Text Processing - Finding a set of words within a cell

Hey,
I’m new to more extensive text processing within knime so I’m not really sure where to start. I have the following issue:

I have a column which contains products however, these products might be missspelled or sometimes just written slighty different.
For my task I am looking for a few specific products but I would also have to include all possible misspelled variants without knowing how they are missspelled.

Example:

I am looking for Coca Cola and I might have the following entries:
C0caCola
Vanilla Cake
CocaCola 1l
Coca Cola
Fanta
Freeway Cola
Bourbon
Cocoa Powder

How would I be able to filter for my wanted products?
I’ve tried to do it with Regex but I think I still miss quite a few rows with the regex.
I’ve found a workflow which used the String Distance Node and the Hierarchical Clustering Node, however I’m not quite sure how to use them in order to get what I want.
I also tried the String Matcher Node, but the biggest issue with this one is, that there is no option for a Wildcard. So rows like “Coca Cola 1,5l” would get a higher distance score and would be most probably filtered out.

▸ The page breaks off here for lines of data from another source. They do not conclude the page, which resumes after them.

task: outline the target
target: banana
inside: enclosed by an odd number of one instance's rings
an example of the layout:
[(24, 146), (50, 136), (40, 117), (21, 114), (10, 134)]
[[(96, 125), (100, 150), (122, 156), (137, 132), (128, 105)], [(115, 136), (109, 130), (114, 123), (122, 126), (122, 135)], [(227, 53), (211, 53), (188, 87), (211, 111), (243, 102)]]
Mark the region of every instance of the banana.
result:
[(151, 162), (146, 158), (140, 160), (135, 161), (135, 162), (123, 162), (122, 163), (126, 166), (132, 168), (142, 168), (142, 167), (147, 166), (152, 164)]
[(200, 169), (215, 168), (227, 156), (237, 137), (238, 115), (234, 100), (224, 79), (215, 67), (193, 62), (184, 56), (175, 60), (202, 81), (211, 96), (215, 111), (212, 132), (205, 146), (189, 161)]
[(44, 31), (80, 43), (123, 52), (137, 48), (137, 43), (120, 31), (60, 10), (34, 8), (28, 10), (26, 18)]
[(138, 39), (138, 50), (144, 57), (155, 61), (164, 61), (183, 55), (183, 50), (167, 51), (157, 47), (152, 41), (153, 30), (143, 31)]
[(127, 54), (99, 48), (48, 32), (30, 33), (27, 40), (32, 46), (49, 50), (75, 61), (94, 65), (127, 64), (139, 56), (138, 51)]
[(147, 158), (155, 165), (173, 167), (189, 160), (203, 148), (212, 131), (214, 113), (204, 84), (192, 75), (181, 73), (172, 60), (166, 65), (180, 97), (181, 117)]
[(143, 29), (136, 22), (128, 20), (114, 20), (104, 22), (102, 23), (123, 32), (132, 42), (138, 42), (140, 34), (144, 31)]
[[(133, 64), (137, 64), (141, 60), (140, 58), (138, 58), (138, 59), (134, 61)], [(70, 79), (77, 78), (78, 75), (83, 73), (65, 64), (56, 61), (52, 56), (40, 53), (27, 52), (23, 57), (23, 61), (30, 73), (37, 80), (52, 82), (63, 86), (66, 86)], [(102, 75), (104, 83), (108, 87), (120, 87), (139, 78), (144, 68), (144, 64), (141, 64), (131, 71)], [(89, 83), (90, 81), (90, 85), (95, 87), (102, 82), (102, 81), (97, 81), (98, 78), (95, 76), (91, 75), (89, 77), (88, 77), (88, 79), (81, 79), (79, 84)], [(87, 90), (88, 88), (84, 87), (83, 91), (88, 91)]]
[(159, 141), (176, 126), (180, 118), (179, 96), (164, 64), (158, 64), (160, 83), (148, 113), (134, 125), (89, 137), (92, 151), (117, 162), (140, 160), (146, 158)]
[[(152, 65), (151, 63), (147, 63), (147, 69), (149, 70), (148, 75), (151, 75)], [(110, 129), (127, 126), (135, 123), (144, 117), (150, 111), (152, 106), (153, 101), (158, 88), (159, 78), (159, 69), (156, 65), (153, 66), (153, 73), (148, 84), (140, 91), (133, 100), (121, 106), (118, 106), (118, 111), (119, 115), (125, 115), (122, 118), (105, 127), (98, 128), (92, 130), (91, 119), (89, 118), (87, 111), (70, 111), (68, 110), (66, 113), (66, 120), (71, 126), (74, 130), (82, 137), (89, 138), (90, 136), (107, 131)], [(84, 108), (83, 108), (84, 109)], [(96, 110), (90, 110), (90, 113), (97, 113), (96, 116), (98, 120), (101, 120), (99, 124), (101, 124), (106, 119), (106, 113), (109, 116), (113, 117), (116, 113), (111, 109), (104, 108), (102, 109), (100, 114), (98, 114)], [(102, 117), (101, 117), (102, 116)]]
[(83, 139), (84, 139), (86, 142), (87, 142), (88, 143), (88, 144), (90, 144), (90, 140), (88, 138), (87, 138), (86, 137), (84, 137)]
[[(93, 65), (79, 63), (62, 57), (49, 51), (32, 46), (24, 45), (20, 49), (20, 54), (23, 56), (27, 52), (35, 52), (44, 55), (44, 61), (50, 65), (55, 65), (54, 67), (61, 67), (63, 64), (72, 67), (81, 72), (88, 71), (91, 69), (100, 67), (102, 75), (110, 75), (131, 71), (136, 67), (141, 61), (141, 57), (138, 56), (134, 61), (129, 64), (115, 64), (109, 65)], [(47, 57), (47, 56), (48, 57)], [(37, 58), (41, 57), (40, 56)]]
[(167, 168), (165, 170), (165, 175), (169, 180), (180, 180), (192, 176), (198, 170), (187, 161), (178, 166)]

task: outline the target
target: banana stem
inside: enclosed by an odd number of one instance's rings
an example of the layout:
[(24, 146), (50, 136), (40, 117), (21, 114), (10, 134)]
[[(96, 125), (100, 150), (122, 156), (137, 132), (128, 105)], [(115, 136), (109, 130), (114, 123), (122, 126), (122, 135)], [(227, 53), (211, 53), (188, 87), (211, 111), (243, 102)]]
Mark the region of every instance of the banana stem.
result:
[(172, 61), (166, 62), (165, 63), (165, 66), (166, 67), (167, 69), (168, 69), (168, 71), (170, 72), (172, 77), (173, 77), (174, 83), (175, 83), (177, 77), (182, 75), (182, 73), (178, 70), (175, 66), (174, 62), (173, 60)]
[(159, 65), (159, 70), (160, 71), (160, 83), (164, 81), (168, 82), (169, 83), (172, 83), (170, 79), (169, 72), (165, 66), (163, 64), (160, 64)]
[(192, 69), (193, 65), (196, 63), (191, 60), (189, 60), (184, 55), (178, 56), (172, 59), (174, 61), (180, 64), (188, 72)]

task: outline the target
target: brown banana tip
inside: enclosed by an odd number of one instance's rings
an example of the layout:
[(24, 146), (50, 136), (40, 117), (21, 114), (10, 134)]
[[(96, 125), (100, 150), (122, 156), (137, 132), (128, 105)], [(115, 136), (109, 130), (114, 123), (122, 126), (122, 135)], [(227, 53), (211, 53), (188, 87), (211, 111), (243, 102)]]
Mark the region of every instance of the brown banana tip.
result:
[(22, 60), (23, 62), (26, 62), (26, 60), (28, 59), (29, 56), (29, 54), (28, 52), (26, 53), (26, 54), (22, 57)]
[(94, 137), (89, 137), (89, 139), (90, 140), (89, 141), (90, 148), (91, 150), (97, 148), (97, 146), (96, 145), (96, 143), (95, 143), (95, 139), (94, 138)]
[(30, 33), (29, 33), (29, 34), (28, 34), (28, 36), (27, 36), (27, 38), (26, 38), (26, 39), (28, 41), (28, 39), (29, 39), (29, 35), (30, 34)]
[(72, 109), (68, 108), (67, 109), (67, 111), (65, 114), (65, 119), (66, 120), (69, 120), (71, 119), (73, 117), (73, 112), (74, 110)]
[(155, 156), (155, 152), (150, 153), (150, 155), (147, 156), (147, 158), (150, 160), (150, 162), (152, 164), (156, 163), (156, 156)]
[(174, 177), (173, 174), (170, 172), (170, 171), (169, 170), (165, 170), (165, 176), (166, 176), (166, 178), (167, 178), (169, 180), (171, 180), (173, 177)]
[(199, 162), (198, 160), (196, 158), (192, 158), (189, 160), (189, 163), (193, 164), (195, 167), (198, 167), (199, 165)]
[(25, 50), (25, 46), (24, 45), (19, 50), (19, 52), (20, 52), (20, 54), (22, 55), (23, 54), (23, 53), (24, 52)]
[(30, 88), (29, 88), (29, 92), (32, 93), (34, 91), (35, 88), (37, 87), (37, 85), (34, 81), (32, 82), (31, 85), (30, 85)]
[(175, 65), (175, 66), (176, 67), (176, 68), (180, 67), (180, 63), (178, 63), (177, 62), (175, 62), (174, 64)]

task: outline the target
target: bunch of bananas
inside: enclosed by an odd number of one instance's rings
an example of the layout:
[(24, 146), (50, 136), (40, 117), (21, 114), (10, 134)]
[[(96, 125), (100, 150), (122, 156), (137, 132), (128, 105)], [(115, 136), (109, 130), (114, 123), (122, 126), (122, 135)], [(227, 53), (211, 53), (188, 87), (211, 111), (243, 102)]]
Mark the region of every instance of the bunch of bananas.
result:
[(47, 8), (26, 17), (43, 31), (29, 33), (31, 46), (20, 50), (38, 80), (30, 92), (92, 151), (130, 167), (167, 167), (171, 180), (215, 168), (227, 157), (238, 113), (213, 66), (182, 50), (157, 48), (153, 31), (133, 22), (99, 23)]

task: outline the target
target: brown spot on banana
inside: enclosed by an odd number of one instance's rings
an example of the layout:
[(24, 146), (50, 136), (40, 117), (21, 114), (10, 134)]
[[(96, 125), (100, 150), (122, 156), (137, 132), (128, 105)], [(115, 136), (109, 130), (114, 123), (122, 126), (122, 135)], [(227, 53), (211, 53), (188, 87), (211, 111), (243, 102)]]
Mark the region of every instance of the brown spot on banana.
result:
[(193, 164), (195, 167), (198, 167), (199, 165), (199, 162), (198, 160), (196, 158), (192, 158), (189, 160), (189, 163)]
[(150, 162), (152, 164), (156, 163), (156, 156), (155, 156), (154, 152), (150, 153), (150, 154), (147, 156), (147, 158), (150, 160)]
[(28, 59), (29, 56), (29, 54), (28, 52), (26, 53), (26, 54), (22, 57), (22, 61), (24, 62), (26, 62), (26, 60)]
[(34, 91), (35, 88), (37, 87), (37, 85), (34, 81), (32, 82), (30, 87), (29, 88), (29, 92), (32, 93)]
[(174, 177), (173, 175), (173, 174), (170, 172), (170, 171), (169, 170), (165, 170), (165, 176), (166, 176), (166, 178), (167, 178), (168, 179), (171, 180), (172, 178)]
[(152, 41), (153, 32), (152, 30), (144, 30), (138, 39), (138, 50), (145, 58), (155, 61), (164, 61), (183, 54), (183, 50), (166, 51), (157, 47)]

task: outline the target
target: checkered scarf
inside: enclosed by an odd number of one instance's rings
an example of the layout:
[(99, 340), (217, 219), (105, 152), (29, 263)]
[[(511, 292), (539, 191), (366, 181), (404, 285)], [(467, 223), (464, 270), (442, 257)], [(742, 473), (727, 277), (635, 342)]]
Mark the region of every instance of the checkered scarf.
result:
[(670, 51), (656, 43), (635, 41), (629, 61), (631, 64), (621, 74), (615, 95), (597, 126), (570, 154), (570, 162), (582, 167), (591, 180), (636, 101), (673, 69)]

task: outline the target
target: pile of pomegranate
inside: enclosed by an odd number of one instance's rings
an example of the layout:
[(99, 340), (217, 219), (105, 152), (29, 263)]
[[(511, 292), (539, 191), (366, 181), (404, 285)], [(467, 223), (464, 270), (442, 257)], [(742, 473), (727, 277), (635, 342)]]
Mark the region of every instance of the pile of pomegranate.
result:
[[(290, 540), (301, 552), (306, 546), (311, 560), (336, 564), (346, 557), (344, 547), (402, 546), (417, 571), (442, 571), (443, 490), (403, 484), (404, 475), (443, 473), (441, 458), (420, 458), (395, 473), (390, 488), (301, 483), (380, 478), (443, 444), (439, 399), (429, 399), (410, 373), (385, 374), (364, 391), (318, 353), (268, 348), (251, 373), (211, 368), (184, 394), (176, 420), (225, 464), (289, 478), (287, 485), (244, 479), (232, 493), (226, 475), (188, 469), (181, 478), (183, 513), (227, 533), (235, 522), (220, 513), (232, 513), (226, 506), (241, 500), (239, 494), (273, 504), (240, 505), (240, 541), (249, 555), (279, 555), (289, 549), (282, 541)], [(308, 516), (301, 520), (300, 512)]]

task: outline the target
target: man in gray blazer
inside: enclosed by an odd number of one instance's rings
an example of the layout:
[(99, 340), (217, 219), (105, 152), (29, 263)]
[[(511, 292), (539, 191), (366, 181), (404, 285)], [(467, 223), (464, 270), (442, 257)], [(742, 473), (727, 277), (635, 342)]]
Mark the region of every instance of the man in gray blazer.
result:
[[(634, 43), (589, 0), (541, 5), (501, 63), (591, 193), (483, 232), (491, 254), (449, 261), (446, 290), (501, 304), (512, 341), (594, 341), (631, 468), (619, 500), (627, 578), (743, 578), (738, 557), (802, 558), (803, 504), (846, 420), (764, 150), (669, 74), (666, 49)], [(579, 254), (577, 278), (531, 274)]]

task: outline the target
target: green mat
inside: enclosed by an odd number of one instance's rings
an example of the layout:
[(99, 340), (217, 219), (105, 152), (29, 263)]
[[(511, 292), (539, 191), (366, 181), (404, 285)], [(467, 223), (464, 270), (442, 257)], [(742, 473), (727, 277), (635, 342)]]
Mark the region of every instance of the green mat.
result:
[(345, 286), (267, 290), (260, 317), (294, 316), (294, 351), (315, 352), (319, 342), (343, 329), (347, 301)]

Maybe as a little addition, my current dataset has about 5.600.000 rows so the solution should be able to handle bigger data sets.

All help is appreciated :slight_smile:
Thanks in advance!

I think I might have something for you :slight_smile:

1 Like

@Lena_Schmid welcome to the KNIME forum. I have set up a sample workflow where a task of dealing with texts in chunks is being fed to a local LLM model. Maybe you can modify the input and the prompt and see if this can help.

Or maybe you provide a complete example with a good amount of data.